I am betting on a losing horse. You. But I see you running in fields instead of circles. You will take me for everything while I dream of the finish line. The clutch of roses.

Page 30: Riches for One/Povery for Two

The Hanging

I know what alive is but the living do not hang like this on hinges that sway and settle with the dusk.

Page 31: Riches for One/Povery for Two

Reading the Catskill Blues

Counting carpet fiber made my mother insane. (Read: I’m trying it after work when you are done packing and gone.) Please, don’t forget your toothbrush and banjo when you leave this time. (Read: Ring is on the counter.) I’ll be busy writing. (Read: Beginning of my 6-month creative block.)

Page 32: Riches for One/Povery for Two

What Ray Taught Me

I once fell in love with a man who had an open book for a face. When we started to fall apart I could not help but leave copies of Fahrenheit 451 by the bed. “You’re a bitch,” he said but I just sat around flicking lighters until my thumb was raw.

Page 33: Riches for One/Povery for Two

How to: Survive the Night

When it calls, don’t answer the door. This is very important. Don’t answer. Instead, play your music very loudly. Turn on the television to something obnoxious. Jersey Shore. When the wave of darkness hits your windows, the tide rises to pull you under, pop in a T.V. dinner. Resist. You will hear knocking. It’s nobody. It’s the neighbors. It’s the muscle in your chest afraid to sleep alone. The night only wants to be let in.
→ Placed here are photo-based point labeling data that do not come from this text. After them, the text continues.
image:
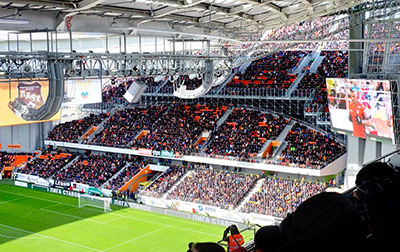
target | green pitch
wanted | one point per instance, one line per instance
(38, 221)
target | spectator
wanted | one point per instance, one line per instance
(212, 187)
(235, 239)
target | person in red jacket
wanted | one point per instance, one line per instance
(357, 115)
(235, 239)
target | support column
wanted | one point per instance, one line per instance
(356, 48)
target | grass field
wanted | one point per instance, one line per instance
(38, 221)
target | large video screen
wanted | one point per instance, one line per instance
(361, 108)
(33, 92)
(83, 91)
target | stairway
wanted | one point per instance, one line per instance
(176, 184)
(115, 175)
(245, 199)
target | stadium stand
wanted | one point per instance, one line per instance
(73, 130)
(309, 148)
(215, 188)
(121, 128)
(166, 181)
(243, 133)
(279, 196)
(48, 164)
(92, 169)
(179, 129)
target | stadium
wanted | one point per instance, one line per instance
(199, 125)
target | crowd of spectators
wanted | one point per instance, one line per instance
(121, 128)
(244, 132)
(91, 169)
(309, 148)
(270, 72)
(180, 128)
(279, 196)
(334, 65)
(166, 180)
(213, 187)
(71, 131)
(125, 175)
(48, 164)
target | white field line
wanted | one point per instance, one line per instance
(4, 202)
(72, 216)
(115, 214)
(137, 238)
(50, 237)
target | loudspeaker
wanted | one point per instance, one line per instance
(134, 92)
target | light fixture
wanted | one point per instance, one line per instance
(13, 21)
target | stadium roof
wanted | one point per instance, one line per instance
(214, 19)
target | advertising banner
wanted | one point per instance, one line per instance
(32, 92)
(83, 91)
(361, 108)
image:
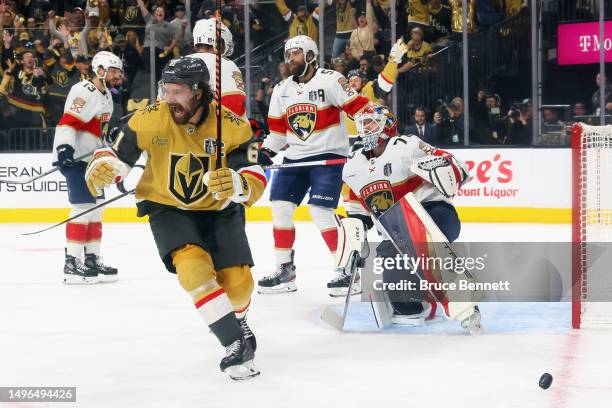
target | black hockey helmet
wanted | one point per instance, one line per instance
(186, 70)
(359, 73)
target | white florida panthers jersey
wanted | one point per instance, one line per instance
(86, 115)
(307, 116)
(377, 183)
(233, 96)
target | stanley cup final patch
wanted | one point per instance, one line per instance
(302, 118)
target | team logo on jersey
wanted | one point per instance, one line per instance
(378, 196)
(302, 118)
(78, 104)
(238, 80)
(186, 178)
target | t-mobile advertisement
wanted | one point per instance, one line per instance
(579, 43)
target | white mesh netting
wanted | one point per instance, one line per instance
(595, 189)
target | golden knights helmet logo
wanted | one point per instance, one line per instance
(378, 196)
(302, 118)
(186, 179)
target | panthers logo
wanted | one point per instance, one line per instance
(186, 178)
(378, 197)
(302, 118)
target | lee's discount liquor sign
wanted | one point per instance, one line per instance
(579, 43)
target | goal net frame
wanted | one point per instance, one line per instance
(591, 218)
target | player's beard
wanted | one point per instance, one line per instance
(181, 114)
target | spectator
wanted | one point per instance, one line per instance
(579, 109)
(607, 92)
(520, 124)
(440, 22)
(183, 30)
(27, 89)
(362, 38)
(345, 24)
(419, 51)
(424, 130)
(457, 18)
(418, 16)
(160, 36)
(450, 130)
(300, 23)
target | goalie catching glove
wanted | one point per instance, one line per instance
(103, 170)
(226, 183)
(446, 173)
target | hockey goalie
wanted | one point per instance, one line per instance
(406, 185)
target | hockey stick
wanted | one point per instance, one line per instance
(331, 162)
(218, 23)
(102, 204)
(56, 168)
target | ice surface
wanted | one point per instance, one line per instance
(139, 342)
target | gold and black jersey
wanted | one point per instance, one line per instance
(179, 156)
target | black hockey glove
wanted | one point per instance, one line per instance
(366, 219)
(65, 156)
(264, 157)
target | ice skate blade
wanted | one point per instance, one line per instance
(108, 278)
(473, 324)
(342, 292)
(282, 288)
(79, 280)
(242, 372)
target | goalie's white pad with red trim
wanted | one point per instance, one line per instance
(445, 172)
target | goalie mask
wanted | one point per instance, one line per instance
(205, 32)
(375, 124)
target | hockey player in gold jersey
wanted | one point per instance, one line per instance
(193, 207)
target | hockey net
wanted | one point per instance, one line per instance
(592, 226)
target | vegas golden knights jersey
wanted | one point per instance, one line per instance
(180, 155)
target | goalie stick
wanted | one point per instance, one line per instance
(56, 168)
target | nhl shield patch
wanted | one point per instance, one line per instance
(378, 196)
(186, 178)
(302, 118)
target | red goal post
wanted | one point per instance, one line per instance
(591, 225)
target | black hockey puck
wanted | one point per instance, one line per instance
(545, 381)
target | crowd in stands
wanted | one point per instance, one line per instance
(47, 47)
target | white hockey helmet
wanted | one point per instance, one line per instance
(205, 32)
(106, 60)
(307, 45)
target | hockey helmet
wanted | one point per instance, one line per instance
(106, 60)
(205, 32)
(186, 70)
(358, 73)
(375, 123)
(307, 45)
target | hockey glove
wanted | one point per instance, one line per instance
(264, 157)
(445, 172)
(226, 183)
(103, 170)
(397, 51)
(65, 156)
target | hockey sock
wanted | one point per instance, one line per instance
(238, 284)
(283, 230)
(324, 219)
(196, 275)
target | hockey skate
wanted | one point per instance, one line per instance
(238, 361)
(281, 281)
(76, 273)
(410, 313)
(339, 285)
(105, 273)
(248, 334)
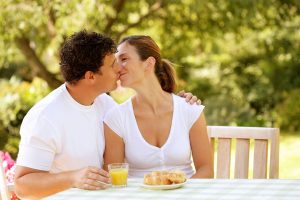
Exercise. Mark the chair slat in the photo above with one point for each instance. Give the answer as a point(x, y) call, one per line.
point(242, 158)
point(274, 155)
point(212, 143)
point(227, 133)
point(260, 159)
point(223, 162)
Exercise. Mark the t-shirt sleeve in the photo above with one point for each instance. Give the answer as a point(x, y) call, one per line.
point(193, 113)
point(38, 145)
point(113, 119)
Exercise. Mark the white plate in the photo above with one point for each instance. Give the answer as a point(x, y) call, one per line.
point(163, 187)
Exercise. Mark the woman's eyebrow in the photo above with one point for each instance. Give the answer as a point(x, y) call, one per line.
point(112, 64)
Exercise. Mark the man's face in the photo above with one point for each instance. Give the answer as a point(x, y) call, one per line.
point(107, 79)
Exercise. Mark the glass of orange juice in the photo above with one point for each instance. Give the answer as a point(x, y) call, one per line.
point(118, 173)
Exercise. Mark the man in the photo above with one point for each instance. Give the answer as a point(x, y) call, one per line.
point(62, 141)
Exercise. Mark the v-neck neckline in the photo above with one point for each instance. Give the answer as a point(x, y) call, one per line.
point(140, 133)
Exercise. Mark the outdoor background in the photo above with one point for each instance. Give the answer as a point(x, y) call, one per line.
point(240, 57)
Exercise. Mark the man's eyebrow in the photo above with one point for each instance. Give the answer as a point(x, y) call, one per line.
point(122, 54)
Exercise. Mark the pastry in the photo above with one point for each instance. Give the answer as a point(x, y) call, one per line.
point(164, 177)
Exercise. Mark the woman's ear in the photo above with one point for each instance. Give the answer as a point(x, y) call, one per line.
point(150, 63)
point(89, 75)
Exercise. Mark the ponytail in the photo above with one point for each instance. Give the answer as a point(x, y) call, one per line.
point(164, 71)
point(166, 76)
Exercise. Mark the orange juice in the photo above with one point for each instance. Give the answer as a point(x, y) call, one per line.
point(118, 176)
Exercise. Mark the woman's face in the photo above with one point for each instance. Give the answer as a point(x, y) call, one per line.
point(132, 67)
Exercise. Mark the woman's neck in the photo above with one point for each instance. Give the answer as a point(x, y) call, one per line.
point(150, 96)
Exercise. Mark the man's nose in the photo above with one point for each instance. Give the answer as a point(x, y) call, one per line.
point(117, 67)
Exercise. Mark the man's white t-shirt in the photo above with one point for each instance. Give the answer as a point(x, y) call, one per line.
point(59, 134)
point(144, 157)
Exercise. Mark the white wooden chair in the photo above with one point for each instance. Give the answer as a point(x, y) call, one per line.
point(4, 189)
point(222, 136)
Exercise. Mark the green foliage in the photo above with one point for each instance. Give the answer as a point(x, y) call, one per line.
point(16, 98)
point(289, 112)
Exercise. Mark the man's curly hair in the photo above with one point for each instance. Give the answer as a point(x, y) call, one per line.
point(84, 51)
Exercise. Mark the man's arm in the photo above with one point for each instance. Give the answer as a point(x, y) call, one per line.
point(36, 184)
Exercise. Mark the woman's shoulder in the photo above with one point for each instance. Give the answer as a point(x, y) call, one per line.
point(181, 103)
point(122, 108)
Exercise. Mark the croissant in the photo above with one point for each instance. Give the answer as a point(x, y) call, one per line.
point(164, 177)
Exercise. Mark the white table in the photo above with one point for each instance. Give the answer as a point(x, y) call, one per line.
point(207, 189)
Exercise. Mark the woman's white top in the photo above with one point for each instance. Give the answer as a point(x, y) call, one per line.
point(144, 157)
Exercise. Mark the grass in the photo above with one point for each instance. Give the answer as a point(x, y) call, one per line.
point(289, 157)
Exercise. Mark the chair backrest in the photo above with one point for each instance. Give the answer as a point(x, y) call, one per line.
point(222, 136)
point(5, 194)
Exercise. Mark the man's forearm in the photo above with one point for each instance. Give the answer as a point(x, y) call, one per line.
point(39, 185)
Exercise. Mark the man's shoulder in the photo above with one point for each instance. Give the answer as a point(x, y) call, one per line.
point(49, 103)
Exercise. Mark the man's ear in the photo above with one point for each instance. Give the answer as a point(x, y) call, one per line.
point(150, 63)
point(89, 75)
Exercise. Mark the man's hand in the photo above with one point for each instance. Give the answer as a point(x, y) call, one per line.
point(91, 178)
point(189, 97)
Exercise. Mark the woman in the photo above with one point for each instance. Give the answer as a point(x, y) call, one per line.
point(155, 129)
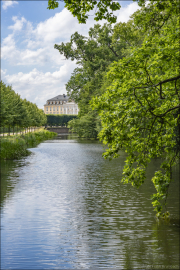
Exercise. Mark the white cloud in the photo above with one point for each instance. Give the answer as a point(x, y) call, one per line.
point(8, 3)
point(18, 23)
point(33, 47)
point(37, 86)
point(125, 12)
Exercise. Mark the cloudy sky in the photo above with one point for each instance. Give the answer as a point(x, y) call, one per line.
point(29, 61)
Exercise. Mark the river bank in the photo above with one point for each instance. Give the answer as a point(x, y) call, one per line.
point(14, 147)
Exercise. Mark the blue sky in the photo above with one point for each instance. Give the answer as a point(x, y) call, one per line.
point(29, 61)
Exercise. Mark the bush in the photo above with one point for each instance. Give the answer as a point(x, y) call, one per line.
point(15, 147)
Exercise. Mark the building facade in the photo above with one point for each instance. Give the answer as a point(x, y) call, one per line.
point(60, 105)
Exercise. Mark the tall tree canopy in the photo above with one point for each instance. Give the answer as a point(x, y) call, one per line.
point(140, 110)
point(130, 76)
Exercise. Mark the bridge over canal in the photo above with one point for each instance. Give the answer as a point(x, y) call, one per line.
point(59, 130)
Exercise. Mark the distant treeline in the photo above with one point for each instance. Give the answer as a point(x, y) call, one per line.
point(59, 120)
point(16, 111)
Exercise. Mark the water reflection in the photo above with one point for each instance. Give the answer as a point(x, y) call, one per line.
point(68, 209)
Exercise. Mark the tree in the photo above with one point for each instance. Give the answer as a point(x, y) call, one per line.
point(93, 54)
point(140, 110)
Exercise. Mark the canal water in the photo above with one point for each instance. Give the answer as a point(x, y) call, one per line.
point(64, 207)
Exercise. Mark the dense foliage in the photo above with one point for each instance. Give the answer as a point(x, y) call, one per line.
point(130, 76)
point(16, 111)
point(59, 120)
point(140, 109)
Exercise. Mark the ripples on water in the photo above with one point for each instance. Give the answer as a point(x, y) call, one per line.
point(64, 207)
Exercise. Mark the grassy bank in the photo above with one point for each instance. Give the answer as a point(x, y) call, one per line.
point(14, 147)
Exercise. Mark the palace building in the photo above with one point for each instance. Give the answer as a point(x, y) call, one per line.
point(60, 104)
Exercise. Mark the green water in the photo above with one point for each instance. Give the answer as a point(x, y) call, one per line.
point(64, 207)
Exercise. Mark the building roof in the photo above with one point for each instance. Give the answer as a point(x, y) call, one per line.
point(59, 97)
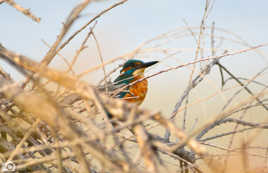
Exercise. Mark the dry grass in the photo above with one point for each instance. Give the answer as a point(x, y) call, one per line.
point(55, 122)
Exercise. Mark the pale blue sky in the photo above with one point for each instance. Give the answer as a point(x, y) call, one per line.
point(125, 27)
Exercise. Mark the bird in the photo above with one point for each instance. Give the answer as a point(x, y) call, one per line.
point(132, 71)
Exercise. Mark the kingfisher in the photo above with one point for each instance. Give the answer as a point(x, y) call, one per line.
point(132, 71)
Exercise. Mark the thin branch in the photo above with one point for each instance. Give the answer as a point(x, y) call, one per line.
point(26, 12)
point(92, 20)
point(67, 25)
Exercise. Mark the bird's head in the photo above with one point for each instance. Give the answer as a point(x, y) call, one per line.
point(136, 67)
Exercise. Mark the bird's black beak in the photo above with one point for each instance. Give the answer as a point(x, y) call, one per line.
point(148, 64)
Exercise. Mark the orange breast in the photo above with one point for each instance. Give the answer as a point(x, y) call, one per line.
point(137, 92)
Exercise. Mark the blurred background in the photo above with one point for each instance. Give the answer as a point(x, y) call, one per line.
point(239, 24)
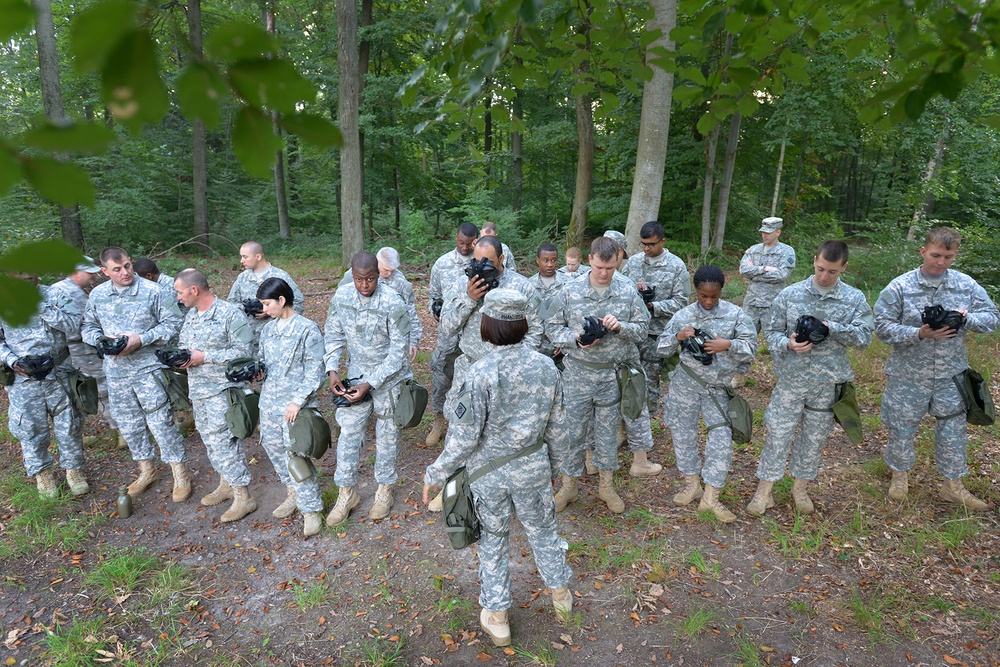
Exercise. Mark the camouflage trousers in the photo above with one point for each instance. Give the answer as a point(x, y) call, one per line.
point(905, 401)
point(498, 496)
point(140, 406)
point(686, 402)
point(441, 380)
point(225, 452)
point(808, 406)
point(274, 440)
point(31, 403)
point(353, 423)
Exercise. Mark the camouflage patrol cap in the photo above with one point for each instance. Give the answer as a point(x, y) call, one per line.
point(505, 304)
point(770, 225)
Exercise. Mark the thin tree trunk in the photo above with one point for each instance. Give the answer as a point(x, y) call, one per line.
point(654, 129)
point(777, 178)
point(727, 180)
point(351, 221)
point(48, 68)
point(706, 201)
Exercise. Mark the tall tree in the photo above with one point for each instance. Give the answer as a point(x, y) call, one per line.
point(654, 126)
point(48, 68)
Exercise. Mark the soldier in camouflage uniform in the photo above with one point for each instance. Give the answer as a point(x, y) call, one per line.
point(33, 401)
point(923, 362)
point(767, 266)
point(808, 374)
point(130, 306)
point(697, 389)
point(591, 386)
point(495, 417)
point(257, 270)
point(448, 270)
point(291, 348)
point(369, 321)
point(84, 357)
point(216, 332)
point(665, 272)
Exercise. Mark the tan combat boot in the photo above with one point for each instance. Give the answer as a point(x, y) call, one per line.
point(311, 523)
point(762, 499)
point(243, 504)
point(567, 493)
point(953, 491)
point(692, 490)
point(803, 503)
point(606, 492)
point(437, 431)
point(222, 493)
point(496, 626)
point(182, 483)
point(347, 500)
point(710, 503)
point(147, 477)
point(383, 502)
point(642, 467)
point(287, 505)
point(77, 482)
point(562, 602)
point(46, 483)
point(899, 487)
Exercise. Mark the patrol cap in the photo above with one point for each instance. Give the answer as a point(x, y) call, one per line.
point(505, 304)
point(769, 225)
point(617, 237)
point(88, 265)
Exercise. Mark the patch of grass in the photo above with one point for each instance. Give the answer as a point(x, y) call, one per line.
point(77, 645)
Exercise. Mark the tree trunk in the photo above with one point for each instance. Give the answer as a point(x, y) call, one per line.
point(777, 178)
point(48, 68)
point(351, 222)
point(706, 201)
point(727, 180)
point(654, 129)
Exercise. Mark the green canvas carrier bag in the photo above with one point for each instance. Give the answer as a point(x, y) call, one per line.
point(846, 412)
point(979, 410)
point(243, 413)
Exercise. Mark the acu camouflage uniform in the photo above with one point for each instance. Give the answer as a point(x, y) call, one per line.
point(84, 357)
point(138, 401)
point(919, 372)
point(687, 399)
point(246, 286)
point(375, 334)
point(494, 417)
point(448, 270)
point(294, 359)
point(765, 285)
point(807, 382)
point(222, 334)
point(591, 390)
point(669, 275)
point(32, 402)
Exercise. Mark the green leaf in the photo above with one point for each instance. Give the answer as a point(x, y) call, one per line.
point(315, 130)
point(61, 182)
point(18, 301)
point(254, 142)
point(237, 40)
point(38, 257)
point(200, 91)
point(131, 84)
point(274, 84)
point(69, 138)
point(15, 15)
point(96, 32)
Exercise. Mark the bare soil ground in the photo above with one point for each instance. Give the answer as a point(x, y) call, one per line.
point(862, 582)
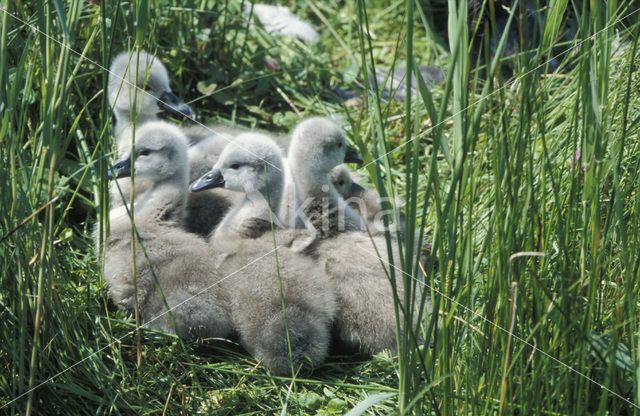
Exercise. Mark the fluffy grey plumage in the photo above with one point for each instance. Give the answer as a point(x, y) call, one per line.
point(138, 91)
point(180, 260)
point(365, 318)
point(243, 248)
point(317, 146)
point(365, 201)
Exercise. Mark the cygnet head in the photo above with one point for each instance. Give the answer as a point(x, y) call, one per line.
point(319, 145)
point(160, 155)
point(149, 85)
point(340, 177)
point(252, 162)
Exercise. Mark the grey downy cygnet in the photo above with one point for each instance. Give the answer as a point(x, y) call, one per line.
point(366, 202)
point(357, 263)
point(282, 305)
point(180, 260)
point(138, 92)
point(317, 146)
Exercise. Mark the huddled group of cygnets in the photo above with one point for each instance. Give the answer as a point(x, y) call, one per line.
point(248, 234)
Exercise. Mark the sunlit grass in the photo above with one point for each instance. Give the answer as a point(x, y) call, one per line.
point(525, 184)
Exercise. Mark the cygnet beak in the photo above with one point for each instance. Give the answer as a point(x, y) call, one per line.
point(122, 169)
point(352, 156)
point(212, 179)
point(171, 105)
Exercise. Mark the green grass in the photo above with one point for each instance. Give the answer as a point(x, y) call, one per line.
point(534, 261)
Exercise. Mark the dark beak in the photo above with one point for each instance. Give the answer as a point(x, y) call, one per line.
point(122, 169)
point(171, 105)
point(212, 179)
point(352, 156)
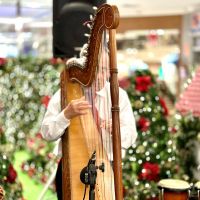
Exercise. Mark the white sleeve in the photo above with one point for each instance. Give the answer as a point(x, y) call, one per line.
point(54, 122)
point(127, 121)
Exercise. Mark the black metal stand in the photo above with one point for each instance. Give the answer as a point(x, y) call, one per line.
point(89, 174)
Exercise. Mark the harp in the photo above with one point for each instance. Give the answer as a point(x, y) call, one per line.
point(82, 141)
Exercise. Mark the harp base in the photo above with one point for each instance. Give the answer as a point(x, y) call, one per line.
point(88, 175)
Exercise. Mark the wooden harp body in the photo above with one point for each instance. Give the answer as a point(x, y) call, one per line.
point(82, 132)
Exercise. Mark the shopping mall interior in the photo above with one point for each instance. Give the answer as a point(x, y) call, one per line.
point(158, 60)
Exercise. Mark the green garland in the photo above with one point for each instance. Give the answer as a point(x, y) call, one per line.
point(154, 155)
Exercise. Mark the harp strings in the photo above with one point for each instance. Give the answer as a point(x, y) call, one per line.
point(99, 97)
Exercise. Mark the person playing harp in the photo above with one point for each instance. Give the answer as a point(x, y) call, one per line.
point(89, 108)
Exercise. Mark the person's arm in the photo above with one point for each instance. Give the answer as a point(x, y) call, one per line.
point(127, 121)
point(56, 121)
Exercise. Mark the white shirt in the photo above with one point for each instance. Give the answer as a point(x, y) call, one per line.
point(55, 123)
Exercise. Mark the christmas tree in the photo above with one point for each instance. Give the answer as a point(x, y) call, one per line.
point(188, 140)
point(153, 157)
point(26, 86)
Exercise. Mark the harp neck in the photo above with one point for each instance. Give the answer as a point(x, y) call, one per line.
point(107, 17)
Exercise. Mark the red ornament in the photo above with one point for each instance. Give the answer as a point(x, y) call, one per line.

That is half the battle. Laugh like the sun in rising.

Page 34: Riches for One/Povery for Two

About the Author

Jenny Rossi currently resides in Vermont, where she talks in the third person out of the corner of her mouth in small coffee shops. The hipsters love it. In the interim she clocks in and clocks out. She does not participate in any riots, but encourages the whispering behind them. Jenny has been published in Short, Fast, and Deadly, Strange Horizons, and Caper Literary Journal.